A key must be non-empty.

: "no key name"  # INVALID

Defining a key multiple times is invalid and must raise a DuplicatedKeyError error.

# DO NOT DO THIS
name: "Carlos"
name: "Anibal"

Literal keys

Gura was created with simplicity, maintainability, and portability in mind. In a production environment, you will likely have to work with different tools that handle different configuration languages. To make Gura compatible with other configuration schemes, Literal Keys are provided, these are defined between grave accents ` (U+0060 GRAVE ACCENT) and can contain any valid UTF-8 character.

If the ` character is required within a Literal Key, it must be escaped. Any character from the list in the String section can be escaped inside Literal Keys too. If any other character that has not been previously mentioned is escaped, InvalidEscapedCharacterError must be raised, exactly as if it were a string.

`a/literal.key!`: "Some value"
`Escaped\`char\tWithTabs`: true
`\invalid`: false # INVALID: \i is not a valid escape sentence
caution

The purpose of the Literal Keys is solely to provide compatibility with other configuration languages. It is recommended to avoid them unless strictly necessary, in order to maintain a clean and standardized configuration.

Null

The absence of a value can be represented by the null value:

none_value: null

String

There are four ways to express strings: basic, multi-line basic, literal, and multi-line literal. All strings must contain only valid UTF-8 characters.

Unlike YAML, unquoted strings are not allowed.

Basic strings are surrounded by quotation marks ("). Any Unicode character may be used except those that must be escaped: quotation mark, backslash, and the control characters other than tab (U+0000 to U+0008, U+000A to U+001F, U+007F).

str: "I'm a string. \"You can quote me\". Name\tJos\u00E9\nLocation\tSF."

For convenience, some popular characters have a compact escape sequence.

\b         - backspace                  (U+0008)
\t - tab (U+0009)
\n - linefeed (U+000A)
\f - form feed (U+000C)
\r - carriage return (U+000D)
\" - quote (U+0022)
\\ - backslash (U+005C)
\$ - dollar sign (variables) (U+0024)
\uXXXX - unicode (U+XXXX)
\UXXXXXXXX - unicode (U+XXXXXXXX)

Any Unicode character may be escaped with the \uXXXX or \UXXXXXXXX forms. The escape codes must be valid Unicode scalar values.

All other escape sequences not listed above are not valid and must raise InvalidEscapedCharacterError.

Sometimes you need to express passages of text (e.g. translation files) or would like to break up a very long string into multiple lines. Gura makes this easy.

Multi-line basic strings are surrounded by three quotation marks on each side and allow newlines.

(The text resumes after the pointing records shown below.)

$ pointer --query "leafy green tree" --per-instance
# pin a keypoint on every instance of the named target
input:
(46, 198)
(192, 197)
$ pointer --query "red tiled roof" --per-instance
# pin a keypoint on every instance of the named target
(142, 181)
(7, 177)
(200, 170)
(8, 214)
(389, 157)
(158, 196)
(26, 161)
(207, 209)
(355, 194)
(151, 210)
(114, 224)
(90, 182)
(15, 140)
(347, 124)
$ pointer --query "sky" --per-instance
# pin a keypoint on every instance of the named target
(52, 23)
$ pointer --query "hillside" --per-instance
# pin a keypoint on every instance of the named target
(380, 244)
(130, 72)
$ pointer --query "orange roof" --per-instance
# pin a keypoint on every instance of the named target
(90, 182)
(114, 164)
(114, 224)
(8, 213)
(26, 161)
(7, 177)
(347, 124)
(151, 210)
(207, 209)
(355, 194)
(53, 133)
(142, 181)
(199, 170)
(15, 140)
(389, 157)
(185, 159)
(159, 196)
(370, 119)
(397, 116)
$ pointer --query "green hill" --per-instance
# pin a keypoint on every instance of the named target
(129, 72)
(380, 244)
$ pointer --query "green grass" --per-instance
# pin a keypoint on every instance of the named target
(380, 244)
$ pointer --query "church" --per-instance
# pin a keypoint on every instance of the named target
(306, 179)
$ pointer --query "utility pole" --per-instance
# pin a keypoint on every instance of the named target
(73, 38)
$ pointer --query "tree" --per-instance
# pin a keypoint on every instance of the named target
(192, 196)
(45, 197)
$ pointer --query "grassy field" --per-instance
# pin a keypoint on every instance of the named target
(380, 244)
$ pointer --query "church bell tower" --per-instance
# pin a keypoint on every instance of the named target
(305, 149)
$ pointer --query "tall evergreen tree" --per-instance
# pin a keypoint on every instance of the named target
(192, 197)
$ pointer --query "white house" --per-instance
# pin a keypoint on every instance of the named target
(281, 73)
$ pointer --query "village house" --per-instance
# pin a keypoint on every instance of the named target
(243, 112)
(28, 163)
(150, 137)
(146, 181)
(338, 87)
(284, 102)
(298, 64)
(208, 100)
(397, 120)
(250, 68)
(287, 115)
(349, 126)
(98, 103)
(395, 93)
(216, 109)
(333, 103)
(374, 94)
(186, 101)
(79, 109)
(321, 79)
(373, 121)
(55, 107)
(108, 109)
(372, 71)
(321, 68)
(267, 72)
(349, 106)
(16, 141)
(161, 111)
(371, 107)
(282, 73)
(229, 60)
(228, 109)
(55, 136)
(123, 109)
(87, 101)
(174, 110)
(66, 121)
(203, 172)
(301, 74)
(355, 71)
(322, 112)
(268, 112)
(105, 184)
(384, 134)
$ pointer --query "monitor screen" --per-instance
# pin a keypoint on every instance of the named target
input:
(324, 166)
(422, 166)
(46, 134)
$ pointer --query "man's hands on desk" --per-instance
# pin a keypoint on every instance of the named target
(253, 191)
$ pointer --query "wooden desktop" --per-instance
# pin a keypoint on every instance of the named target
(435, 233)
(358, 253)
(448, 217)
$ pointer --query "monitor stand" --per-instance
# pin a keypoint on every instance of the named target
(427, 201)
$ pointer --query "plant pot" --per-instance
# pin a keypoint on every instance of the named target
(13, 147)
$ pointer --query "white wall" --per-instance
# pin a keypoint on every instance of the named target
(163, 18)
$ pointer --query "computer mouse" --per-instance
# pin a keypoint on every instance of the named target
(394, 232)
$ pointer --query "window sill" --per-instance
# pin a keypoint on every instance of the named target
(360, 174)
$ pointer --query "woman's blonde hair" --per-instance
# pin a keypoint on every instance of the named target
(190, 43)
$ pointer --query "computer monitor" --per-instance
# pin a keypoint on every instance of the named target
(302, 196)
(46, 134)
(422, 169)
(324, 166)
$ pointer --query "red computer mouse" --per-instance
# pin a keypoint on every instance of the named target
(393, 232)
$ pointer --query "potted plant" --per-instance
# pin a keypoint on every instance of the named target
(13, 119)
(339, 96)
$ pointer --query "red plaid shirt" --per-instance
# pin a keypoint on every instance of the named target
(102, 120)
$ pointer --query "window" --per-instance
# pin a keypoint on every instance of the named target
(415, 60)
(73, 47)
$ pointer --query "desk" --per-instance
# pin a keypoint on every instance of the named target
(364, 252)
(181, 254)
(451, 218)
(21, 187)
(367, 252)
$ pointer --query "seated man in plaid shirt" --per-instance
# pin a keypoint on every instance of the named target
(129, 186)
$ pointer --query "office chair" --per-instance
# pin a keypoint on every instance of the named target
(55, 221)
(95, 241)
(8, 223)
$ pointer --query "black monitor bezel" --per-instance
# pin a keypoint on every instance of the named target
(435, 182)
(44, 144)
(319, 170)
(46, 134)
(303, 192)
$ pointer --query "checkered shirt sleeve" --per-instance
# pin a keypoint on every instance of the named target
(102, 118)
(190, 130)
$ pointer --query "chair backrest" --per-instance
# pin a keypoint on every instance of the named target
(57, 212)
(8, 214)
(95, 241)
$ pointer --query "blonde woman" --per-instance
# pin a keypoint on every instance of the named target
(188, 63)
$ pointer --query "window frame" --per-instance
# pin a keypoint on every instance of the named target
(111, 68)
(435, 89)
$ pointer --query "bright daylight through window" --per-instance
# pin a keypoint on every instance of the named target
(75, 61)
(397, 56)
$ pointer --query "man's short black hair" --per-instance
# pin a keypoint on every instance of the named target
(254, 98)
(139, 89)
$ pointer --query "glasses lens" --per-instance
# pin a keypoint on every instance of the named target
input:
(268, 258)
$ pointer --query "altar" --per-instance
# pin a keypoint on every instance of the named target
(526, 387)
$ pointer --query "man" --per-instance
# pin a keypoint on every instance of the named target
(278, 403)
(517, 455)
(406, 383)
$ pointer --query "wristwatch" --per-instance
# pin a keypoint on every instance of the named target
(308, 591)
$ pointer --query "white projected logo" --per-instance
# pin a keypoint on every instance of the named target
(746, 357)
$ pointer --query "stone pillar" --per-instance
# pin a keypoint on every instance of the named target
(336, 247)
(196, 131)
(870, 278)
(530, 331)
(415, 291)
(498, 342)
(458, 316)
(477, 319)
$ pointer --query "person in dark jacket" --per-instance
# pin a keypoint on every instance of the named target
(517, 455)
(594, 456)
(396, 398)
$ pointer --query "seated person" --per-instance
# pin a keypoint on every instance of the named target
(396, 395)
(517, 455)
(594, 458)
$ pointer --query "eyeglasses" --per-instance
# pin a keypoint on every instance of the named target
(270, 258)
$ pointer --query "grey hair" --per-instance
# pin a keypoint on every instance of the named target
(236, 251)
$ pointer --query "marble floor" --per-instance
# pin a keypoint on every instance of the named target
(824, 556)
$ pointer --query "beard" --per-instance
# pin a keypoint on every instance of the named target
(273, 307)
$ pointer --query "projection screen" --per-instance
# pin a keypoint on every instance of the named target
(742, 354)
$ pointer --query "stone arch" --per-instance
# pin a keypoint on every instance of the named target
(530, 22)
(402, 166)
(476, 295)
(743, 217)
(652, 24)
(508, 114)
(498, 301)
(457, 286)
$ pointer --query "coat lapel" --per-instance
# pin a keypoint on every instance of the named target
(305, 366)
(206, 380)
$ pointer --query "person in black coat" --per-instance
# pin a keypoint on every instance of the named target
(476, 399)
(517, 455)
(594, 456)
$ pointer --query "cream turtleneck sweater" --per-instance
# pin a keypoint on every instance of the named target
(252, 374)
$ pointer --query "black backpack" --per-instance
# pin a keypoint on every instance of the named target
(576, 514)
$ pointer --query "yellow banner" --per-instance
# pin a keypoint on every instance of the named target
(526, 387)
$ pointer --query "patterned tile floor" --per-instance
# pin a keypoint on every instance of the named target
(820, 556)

A newline immediately following the opening delimiter will be trimmed. All other whitespace and newline characters remain intact.

str1: """
Roses are red
Violets are blue"""

Gura parsers should feel free to normalize newline to whatever makes sense for their platform.

# On a Unix system, the above multi-line string will most likely be the same as:
str2: "Roses are red\nViolets are blue"

# On a Windows system, it will most likely be equivalent to:
str3: "Roses are red\r\nViolets are blue"

For writing long strings without introducing extraneous whitespace, use a "line ending backslash". When the last non-whitespace character on a line is an unescaped \, it will be trimmed along with all whitespace (including newlines) up to the next non-whitespace character or closing delimiter. All of the escape sequences that are valid for basic strings are also valid for multi-line basic strings.

# The following strings are byte-for-byte equivalent:
str1: "The quick brown fox jumps over the lazy dog."

str2: """
The quick brown \


fox jumps over \
the lazy dog."""

str3: """\
The quick brown \
fox jumps over \
the lazy dog.\
"""

Any Unicode character may be used except those that must be escaped: backslash and the control characters other than tab, line feed, and carriage return (U+0000 to U+0008, U+000B, U+000C, U+000E to U+001F, U+007F).

You can write a quotation mark, or two adjacent quotation marks, anywhere inside a multi-line basic string. They can also be written just inside the delimiters.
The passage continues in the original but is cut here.